Lunges. Stand up straight with your feet shoulder-width apart. Your hands can stay by the side of your body or on your hips. Take a wide step forward with your right leg, putting most of your body weight into your heel. Lower your body toward the floor by bending both knees at the same time. Protect your knees by making sure your knee stays over the foot, not in front of it, then repeat on the other side.
Squats. Stand with your head facing forward and your chest held up and out. Place your feet slightly wider than hip-width apart. Extend your hands straight out in front of you to help keep your balance. You can also bend the elbows or clasp the fingers. Keeping your weight on your heels, sit back and down like you're sitting into an imaginary chair. Keep your head facing forward as your upper body bends forward. If your range of motion permits, lower yourself down so your thighs are as parallel to the floor as possible, with your knees over your ankles. Keep your body tight as you push through your heels to bring yourself back to the starting position.
Calf raises. Stand on a flat surface with your toes pointed straight ahead. Lift your heels off the floor to flex your calf muscle. Pause for moment, then slowly return to the floor.
Side lunges. Start with your feet wider than shoulder width and your toes pointed forward. Shift your body weight to the heel of one leg, bending the knee until it reaches a 90-degree angle and the other leg is straight. Make sure your bent knee stays over your foot, which means you’ll have to stick out your butt. Return to the center and switch sides.
Push-ups. Get down on all fours, placing your hands slightly wider than your shoulders. Straighten your arms and legs. Lower your body until your chest nearly touches the floor. Pause, then push yourself back up. Repeat. Push-ups can also be performed from your knees to decrease stress on your joints. Still nervous to try a push-up? Start against the wall. You’ve got this!

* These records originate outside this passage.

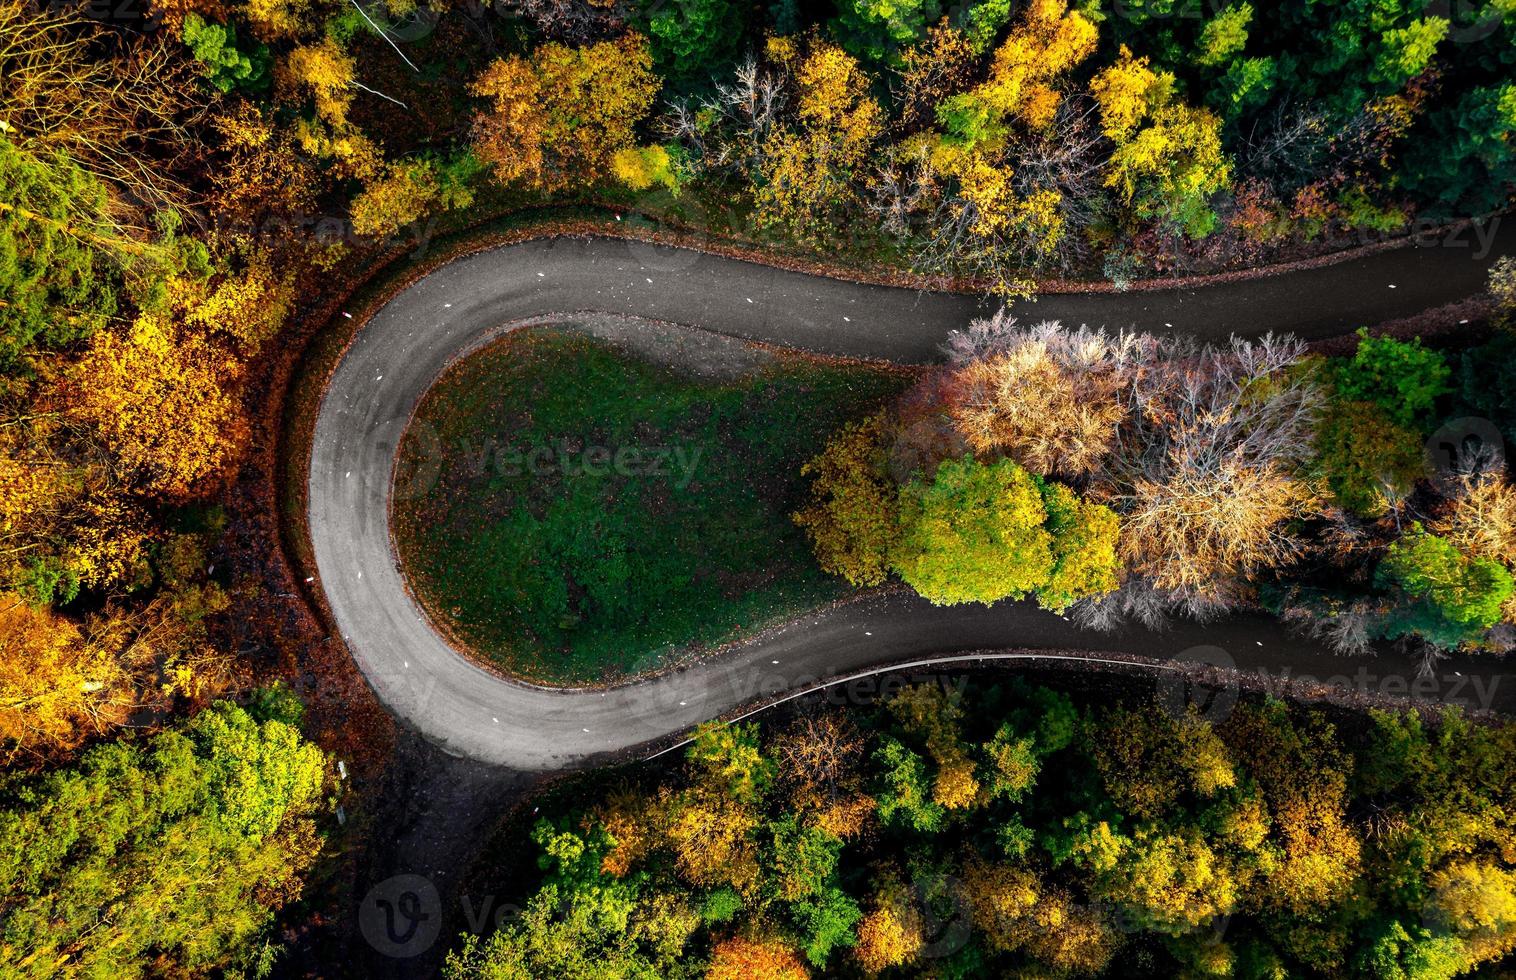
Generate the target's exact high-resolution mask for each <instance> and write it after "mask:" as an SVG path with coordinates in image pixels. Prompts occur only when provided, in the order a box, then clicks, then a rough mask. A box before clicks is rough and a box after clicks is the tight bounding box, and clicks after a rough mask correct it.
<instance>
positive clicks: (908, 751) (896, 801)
mask: <svg viewBox="0 0 1516 980" xmlns="http://www.w3.org/2000/svg"><path fill="white" fill-rule="evenodd" d="M873 760H875V765H876V768H878V781H879V787H878V790H876V792H875V798H876V799H878V803H879V819H881V821H882V822H884V824H885V825H899V827H908V828H911V830H919V831H928V833H931V831H935V830H937V828H938V827H941V822H943V818H944V816H946V812H944V810H943V807H940V806H938V804H937V803H934V801H932V783H931V778H929V777H928V775H926V760H923V759H922V757H920V755H917V754H916V752H913V751H911V749H910V748H908V746H907V745H905V743H902V742H899V740H897V739H891V737H884V739H881V740H879V748H878V749H875V754H873Z"/></svg>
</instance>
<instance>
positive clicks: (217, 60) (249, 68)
mask: <svg viewBox="0 0 1516 980" xmlns="http://www.w3.org/2000/svg"><path fill="white" fill-rule="evenodd" d="M183 41H185V44H186V46H189V53H191V55H194V59H196V61H199V62H200V64H202V65H205V79H206V82H209V83H211V86H212V88H215V90H217V91H220V93H230V91H232V90H233V88H241V90H244V91H250V93H256V91H262V90H265V88H268V80H270V73H268V71H270V68H271V67H273V56H271V55H270V53H268V46H267V44H259V46H258V47H255V49H252V50H243V49H240V47H238V46H236V27H235V26H233V24H217V23H212V21H208V20H205V18H203V17H200V15H199V14H196V12H194V11H191V12H189V14H185V26H183Z"/></svg>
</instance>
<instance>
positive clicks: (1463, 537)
mask: <svg viewBox="0 0 1516 980" xmlns="http://www.w3.org/2000/svg"><path fill="white" fill-rule="evenodd" d="M1433 528H1434V529H1436V531H1437V532H1439V534H1442V536H1443V537H1445V539H1448V540H1449V542H1452V545H1454V546H1455V548H1457V549H1458V551H1461V552H1463V554H1466V555H1469V557H1471V558H1492V560H1495V561H1501V563H1502V564H1505V566H1516V487H1513V485H1511V482H1510V479H1507V478H1505V476H1504V475H1501V473H1484V475H1480V476H1467V478H1464V479H1463V481H1461V485H1460V487H1458V492H1457V493H1455V495H1454V499H1452V505H1451V508H1449V511H1448V514H1446V516H1445V517H1443V519H1442V520H1437V522H1434V523H1433Z"/></svg>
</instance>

Burpee. Stand with your feet shoulder-width apart, weight in your heels, and your arms at your sides. Push your hips back, bend your knees, and lower your body into a squat. Place your hands on the floor directly in front of and just inside your feet. Shift your weight onto your hands. Jump your feet back to softly land on the balls of your feet in a plank position. Your body should form a straight line from your head to heels. Be careful not to let your back sag or your butt stick up in the air, as both can keep you from effectively working your core. Jump your feet back so they land just outside of your hands. Reach your arms over your head and explosively jump up into the air. Land and immediately lower back into a squat for your next rep. These can be modified by placing your hands on a bench or chair rather than the floor and/or by stepping with your feet rather than jumping.